Ma la fuga in avanti americana potrebbe concretizzarsi anche riguardo la trattativa Israele-Hamas. Se il tavolo del Cairo sembra ufficialmente chiuso, dopo la partenza dall'Egitto il direttore della Cia William Burns è arrivato ieri a Doha, dove avrà colloqui ufficiale con il premier del Qatar Mohammed bin Abdulrahman bin Jassim Al Thani. Le manovre dunque proseguono. Nell'ombra ma non solo, con gli Stati Uniti che sembrano sempre più decisi nell'avere un ruolo chiave, anche a costo di di mettersi di traverso rispetto alle posizioni israeliane. Se non è uno strappo poco ci manca ma il premier israeliano Netanyahu tira dritto. «Il nostro esercito continuerà a combattere contro tutti i battaglioni di Hamas, anche a Rafah, l'ultima roccaforte di Hamas. Chi ci dice di non agire là, ci chiede di perdere la guerra. Questo non avverrà», ha tuonato Bibi, facendo intendere chiaramente che non cederà a nessuna pressione esterna, di fatto scegliendo l'isolamento. Visto che anche dall'Europa arrivano pressioni contrarie con l'Alto rappresentante Josep Borrell che chiede una mobilitazione internazionale perché «Israele garantisca il libero accesso umanitario alla terra e non blocchi i convogli». Un caos globale in cui Hamas, specie sugli ostaggi, sguazza e prosegue nel suo ricatto senza nemmeno fornire l'elenco di quelli ancora in vita.

Nel frattempo resta tesissimo anche il fronte Hezbollah.
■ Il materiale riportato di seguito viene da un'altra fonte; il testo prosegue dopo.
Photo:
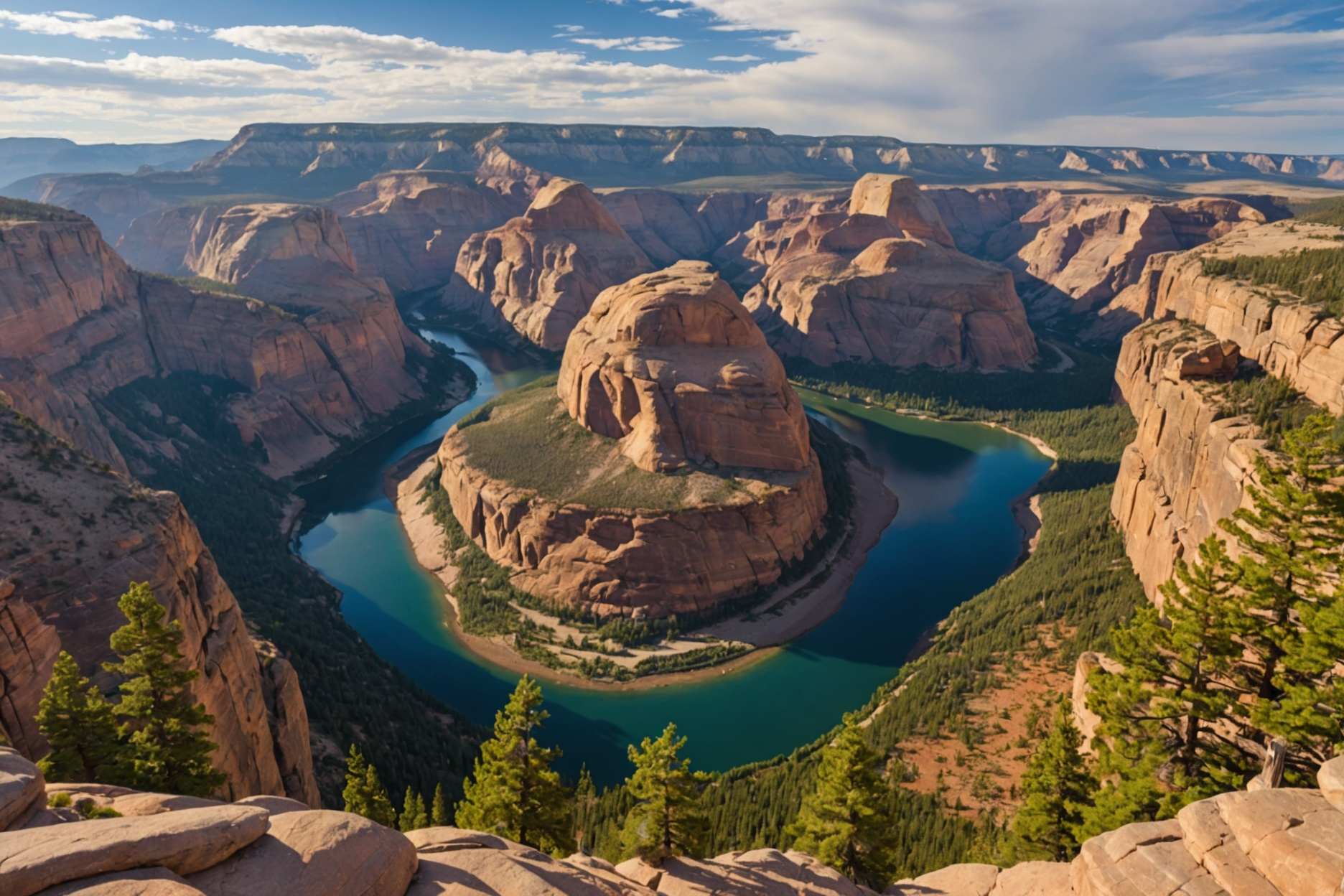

Ieri era emersa l'ipotesi di un ultimatum di Israele ai miliziani libanesi. Una settimana di tempo per abbandonare il campo ed evitare una reazione dura dello Stato ebraico.

In serata la notizia è stata smentita ma il susseguirsi di voci e minacce che si sovrappongono ad attacchi e pressioni in una costante emergenza umanitaria non semplifica certo la situazione.